Well bound books merit attention. We live in perhaps the lowest historical watermark of book publishing standards and anytime a publisher wishes to challenge the status quo, I am interested. Schuyler is such a publisher. Its line of bibles is among the top tier available and their work with Jongbloed has produced exquisite editions of the Bible, reminding me more often than not of the former standards we saw for breviaries in the 20th century.
The scheduled Canterbury KJV is shaping up to a major release for the company. The hype and buzz surrounding it (due in great part to Schuyler's sharp social media presence) is uncanny. Of course, with the building excitement comes raised expectations - this is Schuyler's moment in the sun (in the premium bible world) and it is theirs to lose.
I have been fairly active any time Schuyler solicited feedback on formatting options for this edition. Not to toot my own horn, but I think I played no small part in raising the case for Schuyler to pursue red ornate drop caps for this edition in stead of settling with an underwhelming black and white print. True, it still isn't quite in the manner I imagined (and I think Mame could do a better job) but nevertheless Schuyler takes feedback seriously.
Via the EvangelicalBible's (Schuyler's distribution arm) facebook page, we learn that the publisher is toying with the idea of the a leather over board with marbled end papers (not actual examples, but for reference only, but presumably of similar styling):
Let me state without any ambiguity, I believe in the old world standard when it comes to publishing, particularly as pertains to binding. This is part of the appeal (and building momentum) of Crossway's upcoming six volume Reader's Bible. There is nothing quite like a book that has presence, a sturdy, thick, leather over board volume that intends to last, to run the marathon on many a book shelf or divinity library stack with the finest volumes of the last few centuries. Where such a job can be done, it ought to be done, with one caveat: it needs to be scalable.
To produce a fine leather over board volume, publishers have to be realistic with technologies and techniques, and materials available. Recognizing that not everything done in previous decades or centuries can be reproduced to the same standard in the contemporary era - without, of course, coming off as a "cheap" simulation, a failed attempt at leaving the impression of antiquity.
I've seen contemporary examples of "antique style" binding and marbled end-papers, and they come off as cheap simulations in age drowning in the inauthentic. Again, part of the appeal of Crossway's six volume Reader's Bible, is that they have targeted the essential build and aesthetic of the old world design, without trying to replicate a volume that came off an 18th century printing press. This why Crossway will deliver. The proposal floated for the Canterbury risks rendering what should be a watershed volume in the company's portfolio as a failed attempt at effecting the impression of regalia, where it should have fond regalia for the post-modern age (in the physical form of the book).

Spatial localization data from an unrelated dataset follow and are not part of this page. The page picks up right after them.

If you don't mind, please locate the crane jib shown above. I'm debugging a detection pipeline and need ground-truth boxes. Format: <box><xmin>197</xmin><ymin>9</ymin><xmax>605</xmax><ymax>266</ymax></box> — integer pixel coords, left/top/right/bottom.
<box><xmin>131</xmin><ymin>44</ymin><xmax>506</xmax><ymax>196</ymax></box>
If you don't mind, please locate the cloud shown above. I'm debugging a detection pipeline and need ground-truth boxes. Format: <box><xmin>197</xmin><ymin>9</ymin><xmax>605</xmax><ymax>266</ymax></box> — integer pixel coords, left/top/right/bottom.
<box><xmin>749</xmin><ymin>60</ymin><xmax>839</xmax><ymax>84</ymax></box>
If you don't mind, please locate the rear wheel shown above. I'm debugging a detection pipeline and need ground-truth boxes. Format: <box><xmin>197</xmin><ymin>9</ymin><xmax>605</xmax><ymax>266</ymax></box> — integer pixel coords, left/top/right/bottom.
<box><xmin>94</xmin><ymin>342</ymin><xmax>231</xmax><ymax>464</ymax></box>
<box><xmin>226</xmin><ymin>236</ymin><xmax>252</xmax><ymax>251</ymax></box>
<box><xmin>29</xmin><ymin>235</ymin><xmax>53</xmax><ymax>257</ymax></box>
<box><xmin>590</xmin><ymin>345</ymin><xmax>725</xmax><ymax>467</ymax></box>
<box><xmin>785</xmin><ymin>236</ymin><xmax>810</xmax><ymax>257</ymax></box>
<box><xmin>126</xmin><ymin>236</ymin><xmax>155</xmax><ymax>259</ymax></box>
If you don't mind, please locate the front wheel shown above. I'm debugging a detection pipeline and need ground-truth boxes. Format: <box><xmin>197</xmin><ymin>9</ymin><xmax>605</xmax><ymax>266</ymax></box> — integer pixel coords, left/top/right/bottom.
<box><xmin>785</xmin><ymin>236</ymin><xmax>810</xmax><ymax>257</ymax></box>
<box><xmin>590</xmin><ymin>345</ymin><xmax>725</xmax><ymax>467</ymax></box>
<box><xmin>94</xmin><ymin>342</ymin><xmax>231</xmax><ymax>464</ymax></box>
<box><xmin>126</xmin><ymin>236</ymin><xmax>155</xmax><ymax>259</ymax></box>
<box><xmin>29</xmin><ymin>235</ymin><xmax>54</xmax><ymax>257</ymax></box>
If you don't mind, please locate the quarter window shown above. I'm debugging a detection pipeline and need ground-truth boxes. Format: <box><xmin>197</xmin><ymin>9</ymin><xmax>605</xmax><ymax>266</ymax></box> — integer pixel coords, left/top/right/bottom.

Schuyler has upped the game on just about every publisher in the premium bible world in the past 3 or so years. It has gone from strength to strength, guided by smart designs and editorial decisions. The initial problem with this proposal (and, at the moment, that is all it is) is that they seem to be falling victim to Baudrillard's notion of simulacra and simulation. We are not in James I's court - any volume designed to look the part entertains both obsolescence and degradation.
We'll see what happens here. I still think Mame, for instance, could have covered all of the bases for this project (LEGO as well). If Schuyler really is going after invoking the old world aesthetic on this one, it is yet more of a mystery to me why a firm like Mame was not at least evaluated.
I suppose we won't have to wait much longer to see the results. Fingers crossed.